An Asian investment group is eyeing up Íslandsbanki, one of the financial institutions created after Iceland’s economy collapsed, offering a ray of hope to creditors.
The North Atlantic country’s biggest three banks all collapsed in less than a week in 2008, succumbing to huge debts and sending the kroner and the nation’s economy plummeting. Creditors to the collapsed banks invested heavily in new domestic lenders that launched following the crisis and are still waiting to get their funds back.
ISB Holding ehf, a creditor group, has a 95 per cent stake in Íslandsbanki, which was launched on the back of failed bank Glitnir’s winding up. The remaining five per cent is owned by the government. Glitnir’s winding-up board confirmed that informal discussions have begun with the Asian group, but a formal offer has yet to be made.

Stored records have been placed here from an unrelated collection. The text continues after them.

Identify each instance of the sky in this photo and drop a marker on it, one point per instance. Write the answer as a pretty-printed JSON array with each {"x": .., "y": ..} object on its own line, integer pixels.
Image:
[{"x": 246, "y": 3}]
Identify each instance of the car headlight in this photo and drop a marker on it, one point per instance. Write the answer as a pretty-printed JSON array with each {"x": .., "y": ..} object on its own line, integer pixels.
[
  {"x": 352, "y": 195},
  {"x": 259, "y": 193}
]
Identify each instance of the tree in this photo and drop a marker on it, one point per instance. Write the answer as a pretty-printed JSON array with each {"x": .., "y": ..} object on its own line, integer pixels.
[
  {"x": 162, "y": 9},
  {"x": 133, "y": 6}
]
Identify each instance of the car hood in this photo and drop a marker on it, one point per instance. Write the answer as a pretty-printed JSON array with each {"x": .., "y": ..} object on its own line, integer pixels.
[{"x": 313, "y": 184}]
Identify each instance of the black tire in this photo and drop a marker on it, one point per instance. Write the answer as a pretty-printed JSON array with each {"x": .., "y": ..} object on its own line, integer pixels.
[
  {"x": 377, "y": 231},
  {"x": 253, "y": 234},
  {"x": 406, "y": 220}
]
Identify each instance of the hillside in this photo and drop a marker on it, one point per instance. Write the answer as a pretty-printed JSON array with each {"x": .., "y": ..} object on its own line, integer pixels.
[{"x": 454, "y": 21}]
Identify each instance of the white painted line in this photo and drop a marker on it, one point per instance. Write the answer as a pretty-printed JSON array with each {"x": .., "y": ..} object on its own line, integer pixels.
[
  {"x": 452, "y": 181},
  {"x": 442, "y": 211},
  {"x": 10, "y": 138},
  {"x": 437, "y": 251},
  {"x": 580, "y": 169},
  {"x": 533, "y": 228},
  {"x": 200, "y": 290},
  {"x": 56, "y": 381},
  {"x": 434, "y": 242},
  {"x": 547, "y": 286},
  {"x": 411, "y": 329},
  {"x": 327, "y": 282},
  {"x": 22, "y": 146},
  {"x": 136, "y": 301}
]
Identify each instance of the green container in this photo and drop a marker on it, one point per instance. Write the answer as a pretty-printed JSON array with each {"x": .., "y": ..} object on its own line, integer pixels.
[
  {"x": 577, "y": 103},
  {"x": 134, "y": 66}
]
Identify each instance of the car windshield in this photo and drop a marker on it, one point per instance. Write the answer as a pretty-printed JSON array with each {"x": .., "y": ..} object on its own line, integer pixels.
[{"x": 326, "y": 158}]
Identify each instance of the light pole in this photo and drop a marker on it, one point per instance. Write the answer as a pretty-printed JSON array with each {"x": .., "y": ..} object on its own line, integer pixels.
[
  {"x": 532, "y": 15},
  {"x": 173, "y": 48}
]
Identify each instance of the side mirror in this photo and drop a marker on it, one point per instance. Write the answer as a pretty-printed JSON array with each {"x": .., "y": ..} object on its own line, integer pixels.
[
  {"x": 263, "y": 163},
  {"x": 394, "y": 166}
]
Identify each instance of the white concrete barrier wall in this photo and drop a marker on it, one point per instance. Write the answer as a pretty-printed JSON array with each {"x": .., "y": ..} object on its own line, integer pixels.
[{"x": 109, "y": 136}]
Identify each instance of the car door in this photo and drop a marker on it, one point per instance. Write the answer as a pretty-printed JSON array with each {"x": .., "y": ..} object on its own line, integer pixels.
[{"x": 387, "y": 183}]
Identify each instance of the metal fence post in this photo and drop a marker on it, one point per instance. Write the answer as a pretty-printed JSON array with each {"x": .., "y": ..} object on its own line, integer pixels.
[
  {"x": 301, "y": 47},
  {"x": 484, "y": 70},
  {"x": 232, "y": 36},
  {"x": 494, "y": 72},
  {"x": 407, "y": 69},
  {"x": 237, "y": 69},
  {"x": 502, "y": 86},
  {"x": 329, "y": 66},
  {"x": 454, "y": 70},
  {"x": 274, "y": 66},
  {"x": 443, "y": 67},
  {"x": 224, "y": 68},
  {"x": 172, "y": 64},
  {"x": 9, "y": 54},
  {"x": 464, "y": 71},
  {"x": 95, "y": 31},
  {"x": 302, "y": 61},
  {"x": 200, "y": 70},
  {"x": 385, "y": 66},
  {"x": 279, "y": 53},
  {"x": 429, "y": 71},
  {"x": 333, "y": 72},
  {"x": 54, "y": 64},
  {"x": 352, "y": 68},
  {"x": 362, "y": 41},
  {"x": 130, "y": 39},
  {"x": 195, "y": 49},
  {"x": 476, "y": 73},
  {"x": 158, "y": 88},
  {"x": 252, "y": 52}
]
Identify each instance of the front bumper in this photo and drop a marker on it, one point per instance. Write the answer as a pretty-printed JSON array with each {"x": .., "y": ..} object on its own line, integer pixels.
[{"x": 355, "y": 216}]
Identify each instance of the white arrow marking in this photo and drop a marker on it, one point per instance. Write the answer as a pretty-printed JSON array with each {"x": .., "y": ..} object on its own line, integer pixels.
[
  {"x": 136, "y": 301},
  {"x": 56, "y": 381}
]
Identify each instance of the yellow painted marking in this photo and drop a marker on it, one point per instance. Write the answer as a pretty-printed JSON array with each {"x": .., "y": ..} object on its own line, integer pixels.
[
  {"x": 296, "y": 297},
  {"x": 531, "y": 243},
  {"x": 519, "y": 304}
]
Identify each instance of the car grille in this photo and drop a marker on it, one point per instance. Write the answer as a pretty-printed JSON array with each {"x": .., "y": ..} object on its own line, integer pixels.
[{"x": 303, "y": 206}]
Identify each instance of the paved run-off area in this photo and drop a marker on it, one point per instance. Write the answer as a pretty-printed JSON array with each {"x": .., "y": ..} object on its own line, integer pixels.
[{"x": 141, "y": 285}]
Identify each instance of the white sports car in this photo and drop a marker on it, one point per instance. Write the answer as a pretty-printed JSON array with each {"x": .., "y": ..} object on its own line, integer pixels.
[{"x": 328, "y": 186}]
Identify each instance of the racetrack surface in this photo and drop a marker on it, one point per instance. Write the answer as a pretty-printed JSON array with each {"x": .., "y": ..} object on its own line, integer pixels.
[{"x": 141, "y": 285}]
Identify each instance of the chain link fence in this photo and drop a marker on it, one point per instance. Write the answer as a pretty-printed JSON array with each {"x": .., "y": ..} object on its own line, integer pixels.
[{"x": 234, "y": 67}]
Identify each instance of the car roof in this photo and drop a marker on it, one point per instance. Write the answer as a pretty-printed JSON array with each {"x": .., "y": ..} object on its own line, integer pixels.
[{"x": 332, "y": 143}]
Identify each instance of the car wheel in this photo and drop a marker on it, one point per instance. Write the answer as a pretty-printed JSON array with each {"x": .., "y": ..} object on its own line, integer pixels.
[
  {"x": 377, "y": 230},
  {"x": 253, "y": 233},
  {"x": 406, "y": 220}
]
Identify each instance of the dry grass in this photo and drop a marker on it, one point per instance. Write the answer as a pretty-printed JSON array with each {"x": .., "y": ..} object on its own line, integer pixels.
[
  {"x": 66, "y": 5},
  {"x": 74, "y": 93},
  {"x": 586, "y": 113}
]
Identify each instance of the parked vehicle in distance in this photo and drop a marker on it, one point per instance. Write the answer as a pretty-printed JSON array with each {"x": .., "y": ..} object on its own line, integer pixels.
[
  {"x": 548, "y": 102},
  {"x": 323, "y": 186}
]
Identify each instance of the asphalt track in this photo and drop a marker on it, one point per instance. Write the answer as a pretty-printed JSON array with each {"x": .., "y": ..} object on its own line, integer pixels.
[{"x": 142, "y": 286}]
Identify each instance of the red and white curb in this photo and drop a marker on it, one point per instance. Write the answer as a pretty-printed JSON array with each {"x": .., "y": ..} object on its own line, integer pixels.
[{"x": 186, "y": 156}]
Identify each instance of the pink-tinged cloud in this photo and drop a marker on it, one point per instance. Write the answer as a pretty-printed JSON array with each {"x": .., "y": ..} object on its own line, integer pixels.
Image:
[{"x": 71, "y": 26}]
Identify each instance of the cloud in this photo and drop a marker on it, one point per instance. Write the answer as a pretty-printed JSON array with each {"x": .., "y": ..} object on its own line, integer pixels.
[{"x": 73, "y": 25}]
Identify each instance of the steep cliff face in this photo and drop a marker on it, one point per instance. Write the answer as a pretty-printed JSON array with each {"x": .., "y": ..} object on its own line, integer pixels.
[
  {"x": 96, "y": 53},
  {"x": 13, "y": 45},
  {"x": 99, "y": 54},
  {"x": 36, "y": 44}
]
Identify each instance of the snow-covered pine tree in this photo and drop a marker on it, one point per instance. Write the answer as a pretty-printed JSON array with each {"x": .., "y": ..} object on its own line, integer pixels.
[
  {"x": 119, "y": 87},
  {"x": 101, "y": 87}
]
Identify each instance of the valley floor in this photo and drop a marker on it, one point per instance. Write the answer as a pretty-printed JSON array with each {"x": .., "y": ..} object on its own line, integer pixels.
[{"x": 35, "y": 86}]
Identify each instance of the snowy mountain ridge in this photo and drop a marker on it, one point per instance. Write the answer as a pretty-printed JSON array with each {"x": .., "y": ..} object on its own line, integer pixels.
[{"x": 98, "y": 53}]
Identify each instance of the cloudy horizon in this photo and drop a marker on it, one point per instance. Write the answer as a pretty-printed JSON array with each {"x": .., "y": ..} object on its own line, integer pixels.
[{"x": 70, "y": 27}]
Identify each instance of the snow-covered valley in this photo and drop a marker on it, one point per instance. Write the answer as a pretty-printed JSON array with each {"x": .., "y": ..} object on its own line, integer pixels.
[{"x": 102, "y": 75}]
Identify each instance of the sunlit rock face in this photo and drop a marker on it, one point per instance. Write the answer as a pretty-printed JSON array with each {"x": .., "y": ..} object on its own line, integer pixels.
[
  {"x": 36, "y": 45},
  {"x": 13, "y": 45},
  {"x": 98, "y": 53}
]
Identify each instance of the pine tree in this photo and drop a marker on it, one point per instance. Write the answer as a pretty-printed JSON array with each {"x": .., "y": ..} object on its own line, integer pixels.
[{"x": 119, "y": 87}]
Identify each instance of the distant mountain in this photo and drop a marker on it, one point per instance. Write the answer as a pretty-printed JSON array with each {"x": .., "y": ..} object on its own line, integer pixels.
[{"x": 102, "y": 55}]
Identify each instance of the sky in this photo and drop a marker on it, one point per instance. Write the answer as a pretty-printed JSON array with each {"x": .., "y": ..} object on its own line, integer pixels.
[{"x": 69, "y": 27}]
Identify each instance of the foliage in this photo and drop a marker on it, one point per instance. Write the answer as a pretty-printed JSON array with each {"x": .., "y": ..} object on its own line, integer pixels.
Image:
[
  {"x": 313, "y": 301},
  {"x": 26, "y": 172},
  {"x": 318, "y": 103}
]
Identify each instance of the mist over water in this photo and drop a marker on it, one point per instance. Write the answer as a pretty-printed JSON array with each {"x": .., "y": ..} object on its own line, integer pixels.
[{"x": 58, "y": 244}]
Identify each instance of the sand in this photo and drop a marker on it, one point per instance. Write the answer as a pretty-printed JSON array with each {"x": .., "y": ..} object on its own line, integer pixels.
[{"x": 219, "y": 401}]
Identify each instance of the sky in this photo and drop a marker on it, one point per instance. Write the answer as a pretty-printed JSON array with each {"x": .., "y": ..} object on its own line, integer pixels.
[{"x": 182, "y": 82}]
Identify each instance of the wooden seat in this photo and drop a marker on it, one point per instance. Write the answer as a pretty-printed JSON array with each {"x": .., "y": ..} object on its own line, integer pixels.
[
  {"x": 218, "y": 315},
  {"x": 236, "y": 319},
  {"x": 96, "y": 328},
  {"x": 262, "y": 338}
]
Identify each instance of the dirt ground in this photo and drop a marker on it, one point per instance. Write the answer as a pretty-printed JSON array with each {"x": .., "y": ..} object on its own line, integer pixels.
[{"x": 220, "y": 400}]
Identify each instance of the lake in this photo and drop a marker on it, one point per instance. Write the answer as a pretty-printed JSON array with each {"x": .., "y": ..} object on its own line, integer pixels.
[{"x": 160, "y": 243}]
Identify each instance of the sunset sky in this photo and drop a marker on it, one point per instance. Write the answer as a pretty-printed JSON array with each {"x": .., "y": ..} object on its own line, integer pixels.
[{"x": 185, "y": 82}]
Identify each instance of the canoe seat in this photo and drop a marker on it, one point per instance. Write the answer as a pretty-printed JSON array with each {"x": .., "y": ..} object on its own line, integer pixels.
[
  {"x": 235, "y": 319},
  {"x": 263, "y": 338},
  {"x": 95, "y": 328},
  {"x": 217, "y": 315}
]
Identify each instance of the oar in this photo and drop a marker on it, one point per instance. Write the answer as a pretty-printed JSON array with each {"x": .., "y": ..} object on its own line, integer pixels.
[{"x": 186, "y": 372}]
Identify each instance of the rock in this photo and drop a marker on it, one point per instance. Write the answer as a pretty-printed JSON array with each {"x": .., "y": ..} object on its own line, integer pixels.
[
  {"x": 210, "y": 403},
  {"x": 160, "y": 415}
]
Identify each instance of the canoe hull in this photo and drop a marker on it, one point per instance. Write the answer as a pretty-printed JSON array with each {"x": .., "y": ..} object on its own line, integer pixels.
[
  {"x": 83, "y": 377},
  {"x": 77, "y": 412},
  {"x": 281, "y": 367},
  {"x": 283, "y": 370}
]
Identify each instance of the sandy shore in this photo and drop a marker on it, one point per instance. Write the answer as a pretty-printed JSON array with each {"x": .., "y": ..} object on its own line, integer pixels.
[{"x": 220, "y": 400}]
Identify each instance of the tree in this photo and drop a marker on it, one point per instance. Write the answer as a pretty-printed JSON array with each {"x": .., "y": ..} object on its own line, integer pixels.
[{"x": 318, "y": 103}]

Meanwhile, discussions with potential Nordic buyers have also been held as well as with other interested parties from Asia and the Americas.
Glitnir’s creditors were informed of the interest during a meeting in New York last week. Spokesman for the board Steinunn Guðbjartsdóttir said they were happy to be told about the possible interest and that it was a step forward, but noted that they were still in the early stages.
The board would not comment on the price that could be involved in any purchase; however, Icelandic daily Morgunblaðið reported that it could be in the region of 115bn kroner $971m for the 95 per cent stake.